Originally published in the Inquirer on May 15, 2019.
Philadelphia has the highest local wage tax in the country — and the city relies on it for about 44 percent of its annual revenue.
“No other jurisdiction comes particularly close in levying a wage or income tax at the local level at such rates,” said Jared Walczak, a senior policy analyst for the Tax Foundation.
The tax rate, currently 3.8809 percent for Philadelphia residents and 3.4567 percent for nonresidents who work in the city, gets reduced a little bit every year. But don’t expect big savings — for someone with a $50,000 salary, the reductions planned for fiscal year 2020 would mean about $5 less in wage taxes. The rates are expected to decrease by a quarter of a percent, beginning July 1.
A reader asked about the wage tax through Curious Philly, a forum through which Inquirer reporters answer questions. So here’s everything you need to know about the tax, planned reductions in its rates, and arguments for and against more dramatic changes.
Why is Philadelphia so reliant on the wage tax?
In 1939 Philadelphia became the first city
nationwide to implement a wage tax, at a rate of 1.5 percent.
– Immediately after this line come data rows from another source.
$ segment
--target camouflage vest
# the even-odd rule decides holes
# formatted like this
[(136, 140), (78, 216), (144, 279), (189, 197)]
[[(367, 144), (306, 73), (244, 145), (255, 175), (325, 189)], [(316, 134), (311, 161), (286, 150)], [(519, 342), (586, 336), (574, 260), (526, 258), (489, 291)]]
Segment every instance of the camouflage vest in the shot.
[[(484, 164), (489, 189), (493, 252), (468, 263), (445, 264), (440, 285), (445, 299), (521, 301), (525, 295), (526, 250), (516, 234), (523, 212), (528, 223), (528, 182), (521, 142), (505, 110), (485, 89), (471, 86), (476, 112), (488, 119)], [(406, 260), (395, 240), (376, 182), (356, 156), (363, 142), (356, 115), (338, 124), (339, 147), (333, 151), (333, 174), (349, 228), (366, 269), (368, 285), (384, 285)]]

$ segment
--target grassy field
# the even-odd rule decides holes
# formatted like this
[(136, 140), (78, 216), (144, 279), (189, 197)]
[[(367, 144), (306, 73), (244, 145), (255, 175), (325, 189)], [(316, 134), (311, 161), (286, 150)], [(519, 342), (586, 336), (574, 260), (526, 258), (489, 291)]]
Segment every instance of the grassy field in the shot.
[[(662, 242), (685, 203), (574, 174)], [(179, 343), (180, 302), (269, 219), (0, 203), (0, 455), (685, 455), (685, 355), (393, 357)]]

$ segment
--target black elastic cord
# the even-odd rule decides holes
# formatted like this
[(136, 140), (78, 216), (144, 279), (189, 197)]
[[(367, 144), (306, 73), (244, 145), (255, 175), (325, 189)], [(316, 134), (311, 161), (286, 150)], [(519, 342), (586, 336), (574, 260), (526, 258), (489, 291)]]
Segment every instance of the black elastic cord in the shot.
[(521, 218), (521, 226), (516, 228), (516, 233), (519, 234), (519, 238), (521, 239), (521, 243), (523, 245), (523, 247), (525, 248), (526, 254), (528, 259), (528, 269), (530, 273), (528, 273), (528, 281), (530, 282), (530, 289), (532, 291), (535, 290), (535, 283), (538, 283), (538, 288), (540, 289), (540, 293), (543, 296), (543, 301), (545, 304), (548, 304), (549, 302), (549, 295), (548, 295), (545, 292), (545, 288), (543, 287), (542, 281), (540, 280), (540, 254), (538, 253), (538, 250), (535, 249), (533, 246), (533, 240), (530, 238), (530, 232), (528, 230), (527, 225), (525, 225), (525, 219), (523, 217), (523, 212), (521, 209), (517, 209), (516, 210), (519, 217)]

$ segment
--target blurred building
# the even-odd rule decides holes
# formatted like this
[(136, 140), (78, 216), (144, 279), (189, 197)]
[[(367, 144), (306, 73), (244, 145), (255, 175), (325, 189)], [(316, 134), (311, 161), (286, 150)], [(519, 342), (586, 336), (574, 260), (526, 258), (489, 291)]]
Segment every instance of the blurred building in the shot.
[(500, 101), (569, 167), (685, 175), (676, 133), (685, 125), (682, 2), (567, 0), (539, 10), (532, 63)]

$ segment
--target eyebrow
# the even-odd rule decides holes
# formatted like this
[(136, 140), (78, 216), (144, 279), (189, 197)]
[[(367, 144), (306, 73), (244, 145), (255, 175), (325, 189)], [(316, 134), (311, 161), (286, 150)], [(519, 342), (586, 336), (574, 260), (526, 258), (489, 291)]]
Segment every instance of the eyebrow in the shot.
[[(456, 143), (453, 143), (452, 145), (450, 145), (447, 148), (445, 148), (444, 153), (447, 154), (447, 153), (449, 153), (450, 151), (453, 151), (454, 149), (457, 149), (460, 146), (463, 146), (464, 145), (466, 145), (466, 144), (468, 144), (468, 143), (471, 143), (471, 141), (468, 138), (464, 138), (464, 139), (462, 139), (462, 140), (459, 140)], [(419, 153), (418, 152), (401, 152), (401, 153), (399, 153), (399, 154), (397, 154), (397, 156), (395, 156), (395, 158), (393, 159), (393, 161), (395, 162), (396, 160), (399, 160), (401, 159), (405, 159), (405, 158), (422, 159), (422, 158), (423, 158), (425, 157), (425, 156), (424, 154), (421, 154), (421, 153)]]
The tax was made possible by the Sterling Act, a Depression-era state law that allowed the city to earn revenue by passing special taxes.
The wage tax grew over time, reaching its highest rate of 4.96 percent for residents in 1985. The city first reduced it in 1995 under Mayor Ed Rendell, who said at the time cuts were needed to make Philadelphia competitive and encourage job growth.
Small reductions, along with cuts to the net income portion of the Business Income and Receipts Tax, have continued. But it remains the highest in the nation; New York City’s top rate, paid by the highest earners, is slightly lower than the current resident rate in Philadelphia.
The Pennsylvania Intergovernmental Cooperation Authority (PICA), established in 1991 to help the city recover from a financial crisis, operates by collecting a 1.5 percent wage tax that is part of the city’s overall rate. PICA functions as an oversight agency and approves the city’s five-year plan annually.